Habib and fellow student Carolos Maher Fayez supported the revolution, and say the Islamic parties can’t make the country any worse than it already was under Mubarak. They say they want equal rights with Muslims, and both Christine and Carlos have faith in their fellow Egyptians.
“There are a lot of Muslim Egyptians, liberals, and they are our friends. I was in school with 250 Muslims, we were only six Christians, we were living there, sleeping there, eating together, playing together. Till today we are best friends,” Fayez said.
Habib agreed.
“We live a normal life. They are my colleagues and friends. We are not killing each other each time we see each other,” Habib said. “The situation isn’t that dark. Even among Christians you will find some people in the extremes. But most people are in between.”
But Adel Iskander Abdullah, who owns the shop where Gerges works, disagrees. He wonders now, with the army in control and the Islamists having won parliament, where the Christians fit into the “new” Egypt.
“How can I love the Muslims?” he asked. “I heard them talking about justice, and talking about following the Islamic law. But I don’t see any justice. Do they not have justice, or is there no justice in Islamic law? Where is the Christian role? The name they are calling themselves is wrong: the Freedom and Justice Party. Under them there’s no freedom and no justice.”
A few blocks away, merchants opened their shops at an outdoor mall. It’s a mixed crowd, with Christian- and Muslim-owned stores, although 40 percent of them have closed in the past year because of the lack of tourists. Hamdi Badr works at one shop that sells tin lanterns and other artisanal gifts. The 22-year-old protested in Tahrir Square last winter. Badr said Islam obliges Muslims to protect Christians, and that the Egyptian government should not make any laws further curtailing their rights.

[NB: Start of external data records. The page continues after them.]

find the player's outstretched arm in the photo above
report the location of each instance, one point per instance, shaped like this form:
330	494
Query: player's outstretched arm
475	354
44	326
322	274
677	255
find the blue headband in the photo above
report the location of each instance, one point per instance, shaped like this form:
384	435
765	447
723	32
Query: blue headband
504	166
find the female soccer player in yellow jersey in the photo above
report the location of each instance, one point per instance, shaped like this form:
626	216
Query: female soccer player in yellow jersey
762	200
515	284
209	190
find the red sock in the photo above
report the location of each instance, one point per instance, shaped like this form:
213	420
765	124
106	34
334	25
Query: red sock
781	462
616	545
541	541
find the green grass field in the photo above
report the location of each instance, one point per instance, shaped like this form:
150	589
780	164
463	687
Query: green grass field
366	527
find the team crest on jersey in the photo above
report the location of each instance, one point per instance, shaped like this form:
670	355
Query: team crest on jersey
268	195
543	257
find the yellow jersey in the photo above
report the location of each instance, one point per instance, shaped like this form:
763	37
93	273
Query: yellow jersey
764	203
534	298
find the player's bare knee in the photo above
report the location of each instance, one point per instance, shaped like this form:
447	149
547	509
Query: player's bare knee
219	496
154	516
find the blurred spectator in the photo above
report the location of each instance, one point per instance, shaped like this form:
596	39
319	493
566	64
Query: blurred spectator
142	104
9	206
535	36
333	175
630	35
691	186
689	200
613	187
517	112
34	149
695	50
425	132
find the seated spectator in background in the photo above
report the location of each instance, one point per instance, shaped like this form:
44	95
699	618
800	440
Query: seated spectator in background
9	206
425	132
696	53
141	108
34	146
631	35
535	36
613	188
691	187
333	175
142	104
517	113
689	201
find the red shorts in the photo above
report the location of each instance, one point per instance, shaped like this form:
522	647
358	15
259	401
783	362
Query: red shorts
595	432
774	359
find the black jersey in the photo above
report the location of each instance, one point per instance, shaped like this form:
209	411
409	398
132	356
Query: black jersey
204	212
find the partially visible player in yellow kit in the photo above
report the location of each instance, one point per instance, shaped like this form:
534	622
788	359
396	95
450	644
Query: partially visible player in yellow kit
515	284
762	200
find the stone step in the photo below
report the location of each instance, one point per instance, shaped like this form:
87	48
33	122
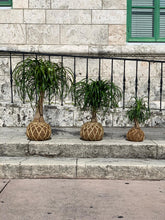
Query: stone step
63	147
95	168
66	142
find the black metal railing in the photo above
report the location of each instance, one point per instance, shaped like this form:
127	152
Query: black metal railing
152	69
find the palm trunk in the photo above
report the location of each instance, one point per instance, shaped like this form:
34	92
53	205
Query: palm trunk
94	117
38	117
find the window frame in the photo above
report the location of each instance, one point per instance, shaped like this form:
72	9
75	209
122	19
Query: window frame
156	23
6	3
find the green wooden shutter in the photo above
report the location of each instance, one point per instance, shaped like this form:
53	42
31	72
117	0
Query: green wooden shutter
162	19
142	22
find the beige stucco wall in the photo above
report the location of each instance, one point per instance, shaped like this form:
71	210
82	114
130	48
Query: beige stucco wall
70	26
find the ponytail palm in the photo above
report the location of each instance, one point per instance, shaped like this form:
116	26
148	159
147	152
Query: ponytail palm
96	95
38	79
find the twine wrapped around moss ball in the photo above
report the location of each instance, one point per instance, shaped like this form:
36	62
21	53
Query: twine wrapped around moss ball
92	131
135	134
38	131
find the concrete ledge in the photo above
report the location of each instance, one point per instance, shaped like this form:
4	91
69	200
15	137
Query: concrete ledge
133	169
100	168
74	147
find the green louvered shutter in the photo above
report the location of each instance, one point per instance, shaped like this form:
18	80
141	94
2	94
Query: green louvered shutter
162	19
142	22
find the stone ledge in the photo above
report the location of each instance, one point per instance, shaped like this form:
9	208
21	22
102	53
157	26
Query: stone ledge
100	168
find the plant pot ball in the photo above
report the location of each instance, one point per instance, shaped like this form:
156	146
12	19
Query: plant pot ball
92	131
135	134
38	131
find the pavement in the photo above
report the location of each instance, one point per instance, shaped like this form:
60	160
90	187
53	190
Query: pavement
70	199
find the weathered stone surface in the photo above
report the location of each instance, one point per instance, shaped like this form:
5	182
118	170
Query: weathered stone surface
76	4
11	16
10	167
3	184
113	4
39	4
121	169
87	34
43	34
12	34
117	34
38	167
74	147
34	16
109	17
20	4
68	17
13	149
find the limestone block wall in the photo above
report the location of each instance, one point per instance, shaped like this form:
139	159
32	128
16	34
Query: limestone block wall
92	27
70	26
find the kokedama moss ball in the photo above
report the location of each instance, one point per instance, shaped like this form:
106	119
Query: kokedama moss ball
38	131
135	134
92	131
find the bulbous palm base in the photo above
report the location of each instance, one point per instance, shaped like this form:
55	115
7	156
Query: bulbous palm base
92	131
38	131
135	134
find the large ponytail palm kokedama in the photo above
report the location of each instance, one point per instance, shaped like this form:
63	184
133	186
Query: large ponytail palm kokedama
38	79
96	96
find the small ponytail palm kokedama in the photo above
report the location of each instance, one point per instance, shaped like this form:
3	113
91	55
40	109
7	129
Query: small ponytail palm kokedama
137	113
96	96
38	79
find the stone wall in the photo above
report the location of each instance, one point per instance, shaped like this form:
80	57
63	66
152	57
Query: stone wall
70	26
92	27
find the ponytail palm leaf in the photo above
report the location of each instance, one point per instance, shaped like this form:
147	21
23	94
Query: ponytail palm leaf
138	111
38	78
96	95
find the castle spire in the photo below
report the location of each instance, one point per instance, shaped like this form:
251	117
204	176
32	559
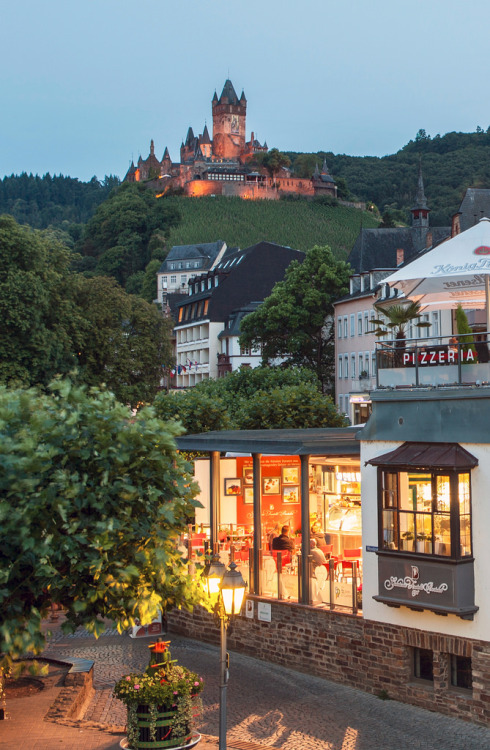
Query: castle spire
420	199
420	215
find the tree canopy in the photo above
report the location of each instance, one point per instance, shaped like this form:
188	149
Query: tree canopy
54	320
125	230
262	398
124	343
92	501
36	309
52	200
296	321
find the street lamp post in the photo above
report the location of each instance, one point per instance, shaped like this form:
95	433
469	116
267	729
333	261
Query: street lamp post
230	586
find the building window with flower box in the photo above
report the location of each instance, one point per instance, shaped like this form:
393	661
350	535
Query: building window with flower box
425	555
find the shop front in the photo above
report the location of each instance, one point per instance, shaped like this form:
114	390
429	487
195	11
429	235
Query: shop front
286	506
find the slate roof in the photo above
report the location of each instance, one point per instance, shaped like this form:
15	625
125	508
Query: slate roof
376	248
474	206
209	250
246	276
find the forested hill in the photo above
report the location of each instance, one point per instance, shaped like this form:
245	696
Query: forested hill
50	201
450	164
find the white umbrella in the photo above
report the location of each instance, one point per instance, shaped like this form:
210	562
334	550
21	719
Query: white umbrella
455	272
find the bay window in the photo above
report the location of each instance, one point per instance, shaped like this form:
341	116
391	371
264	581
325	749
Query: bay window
426	512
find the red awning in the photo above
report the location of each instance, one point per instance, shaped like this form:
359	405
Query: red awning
427	456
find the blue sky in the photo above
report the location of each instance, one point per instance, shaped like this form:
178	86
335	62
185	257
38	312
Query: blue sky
84	86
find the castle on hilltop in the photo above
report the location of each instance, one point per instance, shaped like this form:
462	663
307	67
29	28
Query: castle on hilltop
222	165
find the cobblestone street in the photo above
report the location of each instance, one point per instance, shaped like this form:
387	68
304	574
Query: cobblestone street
271	705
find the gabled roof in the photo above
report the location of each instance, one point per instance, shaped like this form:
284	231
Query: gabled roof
235	318
246	276
475	205
229	93
205	136
376	248
207	250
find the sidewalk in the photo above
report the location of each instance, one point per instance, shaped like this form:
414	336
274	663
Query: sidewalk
268	706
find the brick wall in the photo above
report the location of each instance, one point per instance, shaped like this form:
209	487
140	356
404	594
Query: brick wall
344	648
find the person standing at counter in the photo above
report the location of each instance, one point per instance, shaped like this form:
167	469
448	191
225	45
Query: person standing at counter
283	541
273	534
318	557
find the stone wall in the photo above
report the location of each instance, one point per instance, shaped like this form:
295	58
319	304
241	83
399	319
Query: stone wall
344	648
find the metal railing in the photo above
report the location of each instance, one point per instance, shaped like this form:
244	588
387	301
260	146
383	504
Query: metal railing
435	360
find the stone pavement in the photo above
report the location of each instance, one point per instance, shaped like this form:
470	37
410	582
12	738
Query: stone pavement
267	706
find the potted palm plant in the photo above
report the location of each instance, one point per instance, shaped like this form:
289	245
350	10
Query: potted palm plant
397	319
162	702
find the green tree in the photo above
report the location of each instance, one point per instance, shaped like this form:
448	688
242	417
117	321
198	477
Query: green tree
37	313
291	407
262	398
124	341
125	230
92	500
296	321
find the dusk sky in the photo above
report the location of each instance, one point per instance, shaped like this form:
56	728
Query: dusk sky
84	86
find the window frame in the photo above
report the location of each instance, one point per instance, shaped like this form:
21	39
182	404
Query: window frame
455	552
454	515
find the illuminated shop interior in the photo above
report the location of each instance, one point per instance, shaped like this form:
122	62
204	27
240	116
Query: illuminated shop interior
253	483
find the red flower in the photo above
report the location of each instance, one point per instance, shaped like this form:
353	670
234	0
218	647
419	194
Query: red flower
159	646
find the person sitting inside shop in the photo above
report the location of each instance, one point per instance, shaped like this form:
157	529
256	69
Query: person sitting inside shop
318	557
317	534
283	541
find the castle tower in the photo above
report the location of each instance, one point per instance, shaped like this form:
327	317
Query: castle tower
229	120
420	215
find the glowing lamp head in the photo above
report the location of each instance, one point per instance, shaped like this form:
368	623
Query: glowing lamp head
212	575
232	590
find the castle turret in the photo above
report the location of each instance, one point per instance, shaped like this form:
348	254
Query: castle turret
420	215
229	123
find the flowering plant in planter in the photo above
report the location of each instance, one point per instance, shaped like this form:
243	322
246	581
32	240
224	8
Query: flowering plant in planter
163	701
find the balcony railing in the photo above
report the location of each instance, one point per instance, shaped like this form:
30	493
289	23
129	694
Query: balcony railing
435	360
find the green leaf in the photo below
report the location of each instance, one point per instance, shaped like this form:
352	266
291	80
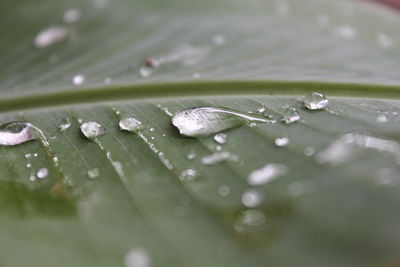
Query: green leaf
147	198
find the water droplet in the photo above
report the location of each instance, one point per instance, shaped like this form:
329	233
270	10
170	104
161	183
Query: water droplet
78	79
290	115
266	174
137	257
65	124
15	133
72	15
42	173
92	129
252	198
93	173
188	175
315	101
203	121
50	36
131	125
219	40
223	190
220	138
218	157
346	32
384	40
282	141
381	118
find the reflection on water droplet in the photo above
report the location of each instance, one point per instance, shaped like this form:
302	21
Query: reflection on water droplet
266	174
65	124
290	115
42	173
78	79
137	257
130	124
218	157
91	130
252	198
14	133
50	35
282	141
315	101
220	138
72	15
188	175
93	173
203	121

“The government can’t force can’t force us to do anything we don’t want, because the people now have a voice,” she said. “And if they go and make those Christians wear hijab, I will go protest, because their religion doesn’t say they should.”
But even Badr’s pledge can come across as patronizing to Christians who wonder why they should be dependent on individuals coming to their defense.
At a nearby shop, a Christian woman sums it up succinctly.
“We don’t want Christianity or Islam to have anything to do with the law. Keep religion out of politics, and give us all equal rights,” she said.